The Saccharomyces cerevisiae Hyperrecombination Mutant hpr1Δ Is Synthetically Lethal with Two Conditional Alleles of the Acetyl Coenzyme A Carboxylase Gene and Causes a Defect in Nuclear Export of Polyadenylated RNA

In a screen for mutants that display synthetic lethal interaction with hpr1Δ, a hyperrecombination mutant of Saccharomyces cerevisiae, we have isolated a novel cold-sensitive allele of the acetyl coenzyme A (CoA) carboxylase gene, acc1(cs), encoding the rate-limiting enzyme of fatty acid synthesis. The synthetic lethal phenotype of the acc1(cs) hpr1Δ double mutant was only partially complemented by exogenous fatty acids. hpr1Δ was also synthetically lethal with a previously isolated, temperature-sensitive allele of ACC1, mtr7 (mRNA transport), indicating that the lethality of the acc1(cs) hpr1Δ double mutant was not allele specific. The basis for the interaction between conditional acc1 alleles and hpr1Δ was investigated in more detail. In the hpr1Δ mutant background, acetyl-CoA carboxylase enzyme activity was reduced about 15-fold and steady-state levels of biotinylated Acc1p and ACC1 mRNA were reduced 2-fold. The reduced Acc1p activity in hpr1Δ cells, however, did not result in an altered lipid or fatty acid composition of the mutant membranes but rendered cells hypersensitive to soraphen A, an inhibitor of Acc1p.
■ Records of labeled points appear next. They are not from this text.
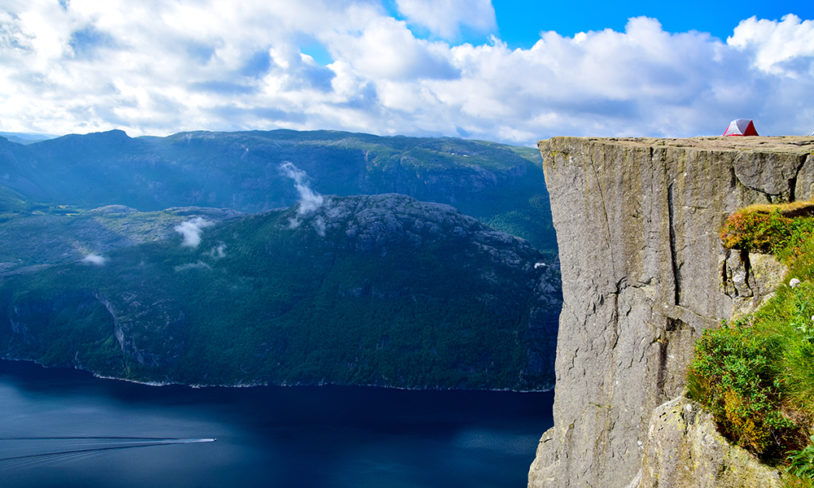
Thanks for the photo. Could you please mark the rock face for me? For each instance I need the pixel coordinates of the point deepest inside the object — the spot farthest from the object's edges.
(683, 448)
(642, 272)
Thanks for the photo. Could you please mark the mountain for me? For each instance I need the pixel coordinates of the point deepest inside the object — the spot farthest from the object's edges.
(380, 289)
(644, 274)
(499, 185)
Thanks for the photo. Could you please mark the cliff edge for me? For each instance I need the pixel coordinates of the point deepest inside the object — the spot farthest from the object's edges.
(643, 275)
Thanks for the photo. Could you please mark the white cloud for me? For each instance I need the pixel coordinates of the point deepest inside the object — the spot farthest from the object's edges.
(191, 231)
(95, 259)
(309, 199)
(161, 67)
(783, 48)
(443, 17)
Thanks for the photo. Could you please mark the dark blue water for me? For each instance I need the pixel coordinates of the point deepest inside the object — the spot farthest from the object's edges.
(61, 428)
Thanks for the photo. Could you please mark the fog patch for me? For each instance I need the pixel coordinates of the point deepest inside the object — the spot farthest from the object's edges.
(217, 252)
(191, 230)
(309, 200)
(94, 259)
(319, 225)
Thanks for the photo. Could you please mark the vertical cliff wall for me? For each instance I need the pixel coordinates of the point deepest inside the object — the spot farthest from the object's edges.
(642, 273)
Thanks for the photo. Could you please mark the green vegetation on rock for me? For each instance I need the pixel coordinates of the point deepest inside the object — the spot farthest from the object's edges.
(755, 374)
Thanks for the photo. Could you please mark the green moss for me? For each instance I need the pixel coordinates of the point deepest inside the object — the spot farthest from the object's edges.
(755, 374)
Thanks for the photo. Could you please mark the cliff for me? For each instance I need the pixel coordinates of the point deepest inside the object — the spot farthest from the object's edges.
(643, 276)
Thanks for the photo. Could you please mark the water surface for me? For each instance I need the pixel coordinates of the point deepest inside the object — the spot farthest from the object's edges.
(62, 428)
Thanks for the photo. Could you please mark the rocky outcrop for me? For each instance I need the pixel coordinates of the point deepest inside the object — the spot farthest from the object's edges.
(642, 273)
(683, 449)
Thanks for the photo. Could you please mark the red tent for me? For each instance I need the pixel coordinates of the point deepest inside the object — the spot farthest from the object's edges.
(741, 127)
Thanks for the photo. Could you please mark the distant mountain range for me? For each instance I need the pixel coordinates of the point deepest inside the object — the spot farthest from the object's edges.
(212, 258)
(497, 184)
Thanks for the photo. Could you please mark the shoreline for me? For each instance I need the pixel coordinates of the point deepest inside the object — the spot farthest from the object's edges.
(158, 384)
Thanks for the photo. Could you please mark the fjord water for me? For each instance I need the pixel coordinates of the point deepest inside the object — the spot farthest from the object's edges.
(63, 428)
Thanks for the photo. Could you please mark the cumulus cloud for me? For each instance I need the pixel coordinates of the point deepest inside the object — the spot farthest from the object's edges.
(191, 231)
(443, 17)
(161, 67)
(94, 259)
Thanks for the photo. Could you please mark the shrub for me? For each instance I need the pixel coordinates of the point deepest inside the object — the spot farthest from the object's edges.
(734, 374)
(801, 462)
(765, 229)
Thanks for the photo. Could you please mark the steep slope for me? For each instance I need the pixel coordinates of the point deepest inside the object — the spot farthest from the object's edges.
(498, 184)
(381, 290)
(35, 236)
(642, 272)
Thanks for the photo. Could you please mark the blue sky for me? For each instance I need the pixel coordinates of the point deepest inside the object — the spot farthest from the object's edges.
(512, 71)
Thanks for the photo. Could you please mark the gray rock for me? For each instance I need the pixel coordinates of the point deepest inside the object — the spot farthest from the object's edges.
(637, 226)
(683, 449)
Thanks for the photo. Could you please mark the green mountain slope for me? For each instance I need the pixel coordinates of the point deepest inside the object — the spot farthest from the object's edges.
(500, 185)
(381, 290)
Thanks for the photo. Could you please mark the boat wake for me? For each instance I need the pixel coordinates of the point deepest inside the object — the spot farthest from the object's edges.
(37, 448)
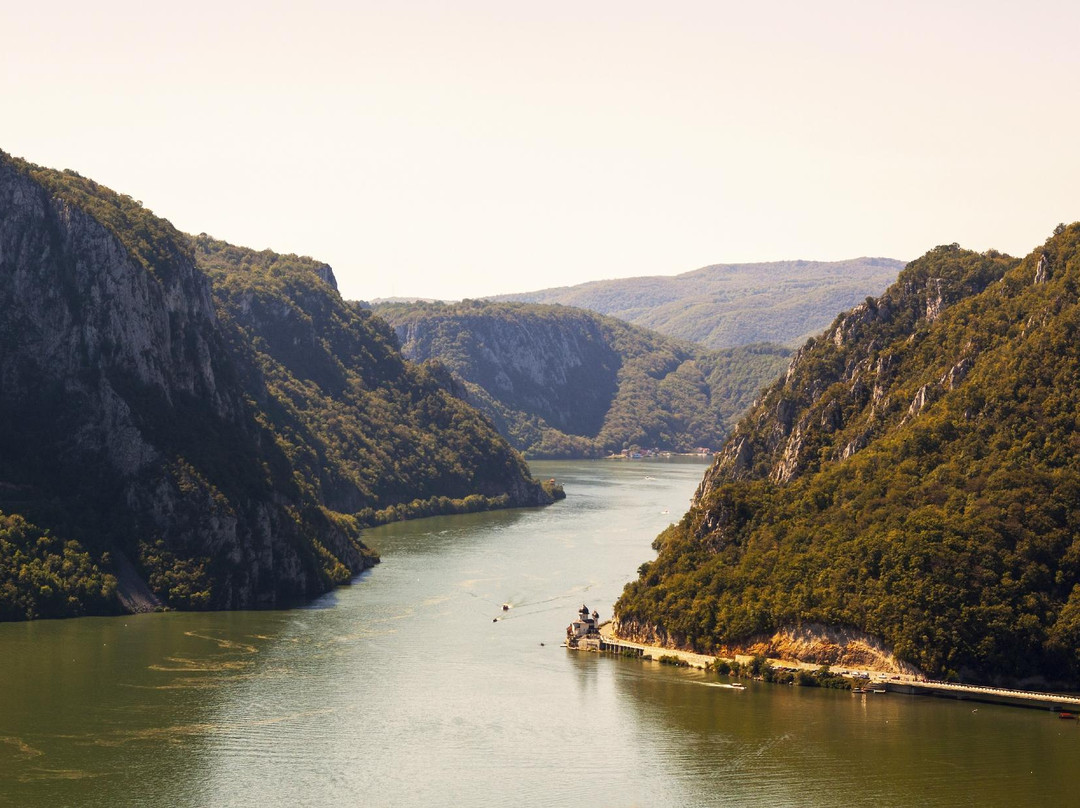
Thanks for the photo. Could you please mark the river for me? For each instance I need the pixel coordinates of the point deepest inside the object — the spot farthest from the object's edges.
(414, 687)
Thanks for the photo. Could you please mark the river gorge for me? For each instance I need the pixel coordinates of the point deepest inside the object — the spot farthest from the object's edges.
(414, 686)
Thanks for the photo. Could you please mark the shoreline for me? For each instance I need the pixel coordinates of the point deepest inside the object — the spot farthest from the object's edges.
(703, 660)
(1066, 705)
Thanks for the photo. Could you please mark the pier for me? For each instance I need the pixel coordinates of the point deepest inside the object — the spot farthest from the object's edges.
(601, 637)
(1034, 699)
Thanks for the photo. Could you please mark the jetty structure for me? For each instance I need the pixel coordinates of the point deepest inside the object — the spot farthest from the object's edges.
(583, 634)
(588, 634)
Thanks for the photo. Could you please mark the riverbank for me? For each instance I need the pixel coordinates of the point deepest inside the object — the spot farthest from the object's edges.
(703, 660)
(901, 683)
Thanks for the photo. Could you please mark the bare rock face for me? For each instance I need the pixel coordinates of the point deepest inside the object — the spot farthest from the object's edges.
(839, 389)
(123, 404)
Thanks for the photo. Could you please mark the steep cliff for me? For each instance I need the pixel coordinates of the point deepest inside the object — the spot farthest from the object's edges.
(564, 381)
(913, 476)
(142, 429)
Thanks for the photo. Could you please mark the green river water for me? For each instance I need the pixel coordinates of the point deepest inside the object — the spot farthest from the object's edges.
(400, 690)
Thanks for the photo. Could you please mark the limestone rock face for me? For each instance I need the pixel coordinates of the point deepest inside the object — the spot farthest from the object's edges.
(121, 402)
(840, 389)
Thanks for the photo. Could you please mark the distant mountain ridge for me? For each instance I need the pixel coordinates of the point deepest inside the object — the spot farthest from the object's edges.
(730, 305)
(561, 381)
(913, 476)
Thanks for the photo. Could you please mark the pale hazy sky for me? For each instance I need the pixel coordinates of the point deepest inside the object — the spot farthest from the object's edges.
(450, 149)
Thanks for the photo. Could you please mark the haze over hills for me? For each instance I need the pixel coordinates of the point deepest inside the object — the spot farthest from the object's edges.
(730, 305)
(912, 479)
(192, 425)
(561, 381)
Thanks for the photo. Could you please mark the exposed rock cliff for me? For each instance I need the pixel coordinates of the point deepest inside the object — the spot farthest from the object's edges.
(166, 440)
(912, 477)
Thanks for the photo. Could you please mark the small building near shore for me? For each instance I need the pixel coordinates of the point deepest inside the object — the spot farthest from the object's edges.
(586, 627)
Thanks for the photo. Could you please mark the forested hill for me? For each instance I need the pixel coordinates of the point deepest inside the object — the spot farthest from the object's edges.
(567, 382)
(914, 476)
(730, 305)
(167, 442)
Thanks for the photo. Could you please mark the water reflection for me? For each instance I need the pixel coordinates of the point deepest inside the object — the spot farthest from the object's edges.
(414, 687)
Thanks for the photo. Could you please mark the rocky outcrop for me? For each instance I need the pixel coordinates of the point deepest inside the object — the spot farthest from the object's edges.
(840, 389)
(812, 643)
(178, 430)
(111, 371)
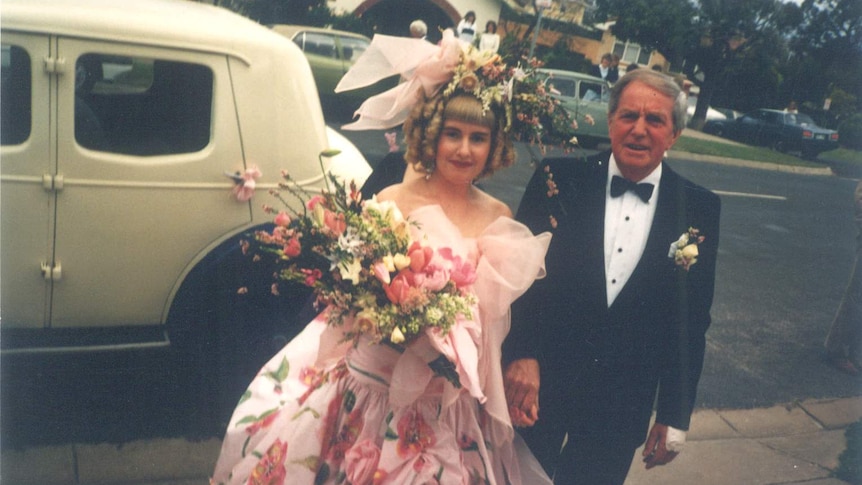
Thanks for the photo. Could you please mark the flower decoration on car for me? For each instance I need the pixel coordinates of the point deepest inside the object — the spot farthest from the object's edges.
(684, 251)
(244, 183)
(366, 269)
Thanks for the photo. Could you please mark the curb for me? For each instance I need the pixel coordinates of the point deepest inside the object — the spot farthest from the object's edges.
(788, 443)
(750, 163)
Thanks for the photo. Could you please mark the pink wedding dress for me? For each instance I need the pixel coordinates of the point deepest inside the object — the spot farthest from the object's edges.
(325, 411)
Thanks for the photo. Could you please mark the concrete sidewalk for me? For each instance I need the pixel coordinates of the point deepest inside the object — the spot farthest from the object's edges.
(792, 444)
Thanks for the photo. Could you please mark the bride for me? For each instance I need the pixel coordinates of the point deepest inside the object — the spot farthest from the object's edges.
(322, 411)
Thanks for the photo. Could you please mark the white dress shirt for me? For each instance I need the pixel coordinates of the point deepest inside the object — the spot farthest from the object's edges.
(628, 220)
(627, 223)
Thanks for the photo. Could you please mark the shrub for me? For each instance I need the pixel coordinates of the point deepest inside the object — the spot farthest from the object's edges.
(850, 461)
(850, 132)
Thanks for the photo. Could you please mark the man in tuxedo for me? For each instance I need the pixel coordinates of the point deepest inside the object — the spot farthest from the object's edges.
(618, 324)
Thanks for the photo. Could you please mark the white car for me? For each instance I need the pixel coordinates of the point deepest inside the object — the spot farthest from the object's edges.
(711, 113)
(124, 124)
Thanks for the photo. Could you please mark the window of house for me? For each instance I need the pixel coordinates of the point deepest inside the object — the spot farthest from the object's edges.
(630, 52)
(141, 106)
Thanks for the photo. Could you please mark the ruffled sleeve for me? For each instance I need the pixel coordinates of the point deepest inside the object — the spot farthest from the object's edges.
(511, 259)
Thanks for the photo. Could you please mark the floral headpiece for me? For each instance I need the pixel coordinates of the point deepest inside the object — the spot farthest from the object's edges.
(455, 67)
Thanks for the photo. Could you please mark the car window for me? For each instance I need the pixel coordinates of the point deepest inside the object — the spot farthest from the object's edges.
(563, 87)
(142, 106)
(318, 44)
(353, 47)
(15, 95)
(590, 91)
(802, 120)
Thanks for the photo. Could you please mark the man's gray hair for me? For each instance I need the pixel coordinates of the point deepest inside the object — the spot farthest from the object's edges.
(661, 83)
(418, 28)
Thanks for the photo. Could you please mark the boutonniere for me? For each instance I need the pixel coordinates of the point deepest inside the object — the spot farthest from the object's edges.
(551, 193)
(683, 251)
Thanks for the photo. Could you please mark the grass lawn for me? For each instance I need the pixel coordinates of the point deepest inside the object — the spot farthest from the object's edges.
(843, 161)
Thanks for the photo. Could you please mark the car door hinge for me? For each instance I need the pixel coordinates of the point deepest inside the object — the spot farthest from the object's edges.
(52, 183)
(55, 65)
(52, 272)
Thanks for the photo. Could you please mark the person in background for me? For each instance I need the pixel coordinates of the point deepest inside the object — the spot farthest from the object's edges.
(614, 68)
(604, 70)
(844, 342)
(418, 29)
(619, 323)
(490, 40)
(466, 29)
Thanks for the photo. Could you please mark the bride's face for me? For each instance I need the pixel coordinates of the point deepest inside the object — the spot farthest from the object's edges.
(462, 151)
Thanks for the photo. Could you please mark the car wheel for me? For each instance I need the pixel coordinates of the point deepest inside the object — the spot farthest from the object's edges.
(221, 335)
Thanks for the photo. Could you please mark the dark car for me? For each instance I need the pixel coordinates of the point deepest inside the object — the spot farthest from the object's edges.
(778, 130)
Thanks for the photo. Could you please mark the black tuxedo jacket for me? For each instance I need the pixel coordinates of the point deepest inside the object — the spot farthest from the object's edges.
(601, 367)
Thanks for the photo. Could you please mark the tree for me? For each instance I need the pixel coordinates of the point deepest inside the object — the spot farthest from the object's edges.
(705, 37)
(827, 56)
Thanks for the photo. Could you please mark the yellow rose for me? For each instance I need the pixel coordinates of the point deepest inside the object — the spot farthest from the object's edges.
(469, 82)
(396, 337)
(689, 253)
(401, 261)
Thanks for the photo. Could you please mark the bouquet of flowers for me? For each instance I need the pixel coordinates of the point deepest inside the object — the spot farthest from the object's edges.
(363, 264)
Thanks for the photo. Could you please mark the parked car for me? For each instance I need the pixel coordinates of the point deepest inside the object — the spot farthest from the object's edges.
(124, 125)
(777, 129)
(711, 113)
(585, 97)
(331, 53)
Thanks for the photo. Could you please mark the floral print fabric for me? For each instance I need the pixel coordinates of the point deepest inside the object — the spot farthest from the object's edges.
(320, 411)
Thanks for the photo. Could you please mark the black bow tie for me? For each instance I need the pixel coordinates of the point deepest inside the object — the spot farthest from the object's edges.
(620, 185)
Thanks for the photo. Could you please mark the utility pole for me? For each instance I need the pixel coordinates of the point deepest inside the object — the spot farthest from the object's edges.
(541, 5)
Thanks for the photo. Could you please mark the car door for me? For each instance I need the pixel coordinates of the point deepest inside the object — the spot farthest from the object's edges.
(139, 200)
(26, 202)
(326, 65)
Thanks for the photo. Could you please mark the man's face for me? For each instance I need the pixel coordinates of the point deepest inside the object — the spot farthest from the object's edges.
(641, 130)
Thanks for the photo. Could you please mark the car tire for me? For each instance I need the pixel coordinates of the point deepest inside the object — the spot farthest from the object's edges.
(221, 335)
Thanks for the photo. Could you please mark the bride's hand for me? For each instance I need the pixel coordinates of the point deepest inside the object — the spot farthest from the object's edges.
(521, 381)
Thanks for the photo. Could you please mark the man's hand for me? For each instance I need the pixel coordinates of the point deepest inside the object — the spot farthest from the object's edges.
(521, 381)
(655, 451)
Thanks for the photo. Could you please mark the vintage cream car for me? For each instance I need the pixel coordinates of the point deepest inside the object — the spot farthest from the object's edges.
(121, 122)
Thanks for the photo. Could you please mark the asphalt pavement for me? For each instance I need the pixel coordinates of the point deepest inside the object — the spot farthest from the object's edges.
(795, 443)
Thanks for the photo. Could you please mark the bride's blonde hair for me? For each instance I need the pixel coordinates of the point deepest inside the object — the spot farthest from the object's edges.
(423, 127)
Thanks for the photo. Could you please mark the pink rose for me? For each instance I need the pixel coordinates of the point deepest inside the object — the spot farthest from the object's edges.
(361, 462)
(311, 276)
(419, 256)
(312, 202)
(434, 278)
(400, 288)
(381, 272)
(292, 248)
(335, 222)
(282, 219)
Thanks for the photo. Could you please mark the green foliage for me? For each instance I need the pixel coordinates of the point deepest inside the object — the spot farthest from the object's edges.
(850, 462)
(850, 132)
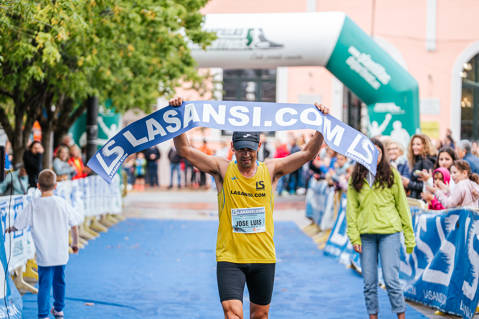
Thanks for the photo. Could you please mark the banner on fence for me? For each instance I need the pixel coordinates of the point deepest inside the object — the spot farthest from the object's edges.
(17, 247)
(443, 270)
(169, 122)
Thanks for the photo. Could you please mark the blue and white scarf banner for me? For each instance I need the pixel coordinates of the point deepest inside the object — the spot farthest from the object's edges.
(170, 122)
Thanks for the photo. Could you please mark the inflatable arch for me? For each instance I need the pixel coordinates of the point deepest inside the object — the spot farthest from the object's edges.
(329, 39)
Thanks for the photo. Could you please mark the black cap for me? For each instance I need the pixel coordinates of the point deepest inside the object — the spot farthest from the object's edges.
(245, 140)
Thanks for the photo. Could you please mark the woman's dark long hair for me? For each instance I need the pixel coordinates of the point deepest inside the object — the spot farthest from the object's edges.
(384, 173)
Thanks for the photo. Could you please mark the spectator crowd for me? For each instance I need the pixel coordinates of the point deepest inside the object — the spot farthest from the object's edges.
(443, 173)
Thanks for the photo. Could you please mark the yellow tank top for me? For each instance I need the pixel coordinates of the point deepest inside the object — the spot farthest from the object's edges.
(245, 209)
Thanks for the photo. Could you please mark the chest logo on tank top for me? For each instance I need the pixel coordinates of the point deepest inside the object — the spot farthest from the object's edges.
(248, 220)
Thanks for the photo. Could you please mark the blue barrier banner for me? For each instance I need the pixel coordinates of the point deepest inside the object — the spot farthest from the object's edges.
(17, 247)
(443, 270)
(169, 122)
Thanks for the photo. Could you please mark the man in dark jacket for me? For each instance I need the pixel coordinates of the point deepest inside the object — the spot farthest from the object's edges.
(152, 156)
(32, 160)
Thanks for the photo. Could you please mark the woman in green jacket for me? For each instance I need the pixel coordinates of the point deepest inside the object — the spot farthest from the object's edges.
(376, 216)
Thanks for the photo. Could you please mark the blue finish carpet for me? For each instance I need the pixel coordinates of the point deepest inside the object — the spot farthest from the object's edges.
(167, 269)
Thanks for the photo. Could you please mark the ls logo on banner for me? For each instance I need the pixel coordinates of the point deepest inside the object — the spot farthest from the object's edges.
(170, 121)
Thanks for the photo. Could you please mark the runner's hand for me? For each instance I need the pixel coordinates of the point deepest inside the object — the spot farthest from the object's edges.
(177, 101)
(322, 108)
(357, 248)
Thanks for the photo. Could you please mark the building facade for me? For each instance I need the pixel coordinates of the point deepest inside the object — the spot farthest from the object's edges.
(435, 41)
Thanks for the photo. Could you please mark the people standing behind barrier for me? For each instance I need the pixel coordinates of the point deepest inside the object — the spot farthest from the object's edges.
(129, 169)
(152, 156)
(442, 175)
(175, 161)
(420, 157)
(33, 162)
(77, 163)
(445, 159)
(376, 215)
(466, 191)
(16, 182)
(140, 168)
(61, 166)
(463, 151)
(224, 150)
(397, 159)
(8, 156)
(49, 217)
(475, 148)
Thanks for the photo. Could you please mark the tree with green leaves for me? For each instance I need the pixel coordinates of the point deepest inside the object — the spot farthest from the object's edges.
(56, 53)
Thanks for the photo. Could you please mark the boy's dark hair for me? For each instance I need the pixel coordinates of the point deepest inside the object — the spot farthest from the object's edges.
(47, 180)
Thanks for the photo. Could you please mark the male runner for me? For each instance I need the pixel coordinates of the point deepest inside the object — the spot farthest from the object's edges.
(245, 249)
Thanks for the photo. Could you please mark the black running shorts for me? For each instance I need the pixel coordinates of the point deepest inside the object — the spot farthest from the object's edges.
(259, 278)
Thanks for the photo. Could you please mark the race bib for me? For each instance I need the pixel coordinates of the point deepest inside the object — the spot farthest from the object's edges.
(248, 220)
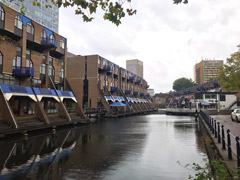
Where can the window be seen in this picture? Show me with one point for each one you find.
(44, 34)
(30, 28)
(62, 45)
(1, 14)
(210, 96)
(51, 71)
(17, 61)
(222, 97)
(18, 22)
(62, 73)
(43, 69)
(1, 62)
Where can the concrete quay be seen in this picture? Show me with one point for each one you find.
(225, 123)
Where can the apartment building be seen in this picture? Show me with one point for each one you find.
(207, 70)
(98, 82)
(47, 17)
(135, 66)
(32, 71)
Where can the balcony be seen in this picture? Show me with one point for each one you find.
(107, 68)
(49, 42)
(114, 89)
(131, 78)
(138, 81)
(127, 91)
(23, 71)
(135, 93)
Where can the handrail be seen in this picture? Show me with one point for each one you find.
(219, 133)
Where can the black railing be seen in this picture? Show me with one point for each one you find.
(223, 136)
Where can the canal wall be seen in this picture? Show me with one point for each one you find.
(214, 144)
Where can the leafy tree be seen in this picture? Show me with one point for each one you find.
(182, 83)
(114, 10)
(230, 73)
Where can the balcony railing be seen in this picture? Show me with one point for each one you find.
(131, 78)
(107, 68)
(23, 71)
(114, 89)
(49, 42)
(138, 81)
(135, 93)
(127, 91)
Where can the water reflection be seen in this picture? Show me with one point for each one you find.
(140, 147)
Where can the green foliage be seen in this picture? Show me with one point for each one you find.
(215, 169)
(182, 83)
(114, 10)
(230, 73)
(180, 1)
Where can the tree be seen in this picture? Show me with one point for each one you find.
(230, 73)
(114, 10)
(182, 83)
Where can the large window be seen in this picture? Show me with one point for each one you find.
(1, 14)
(43, 34)
(30, 28)
(29, 62)
(222, 97)
(1, 62)
(62, 45)
(18, 22)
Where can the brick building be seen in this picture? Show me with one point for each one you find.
(32, 70)
(96, 82)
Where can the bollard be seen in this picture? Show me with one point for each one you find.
(238, 153)
(219, 138)
(223, 138)
(215, 126)
(229, 145)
Similar to mtr7, hpr1Δ and acc1(cs) mutant cells displayed a defect in nuclear export of polyadenylated RNA. Oversized transcripts were detected in hpr1Δ, and rRNA processing was disturbed, but pre-mRNA splicing appeared wild type. Surprisingly, the transport defect of hpr1Δ and acc1(cs) mutant cells was accompanied by an altered ring-shaped structure of the nucleolus. These observations suggest that the basis for the synthetic lethal interaction between hpr1Δ and acc1 may lie in a functional overlap of the two mutations in nuclear poly(A)(+) RNA production and export that results in an altered structure of the nucleolus.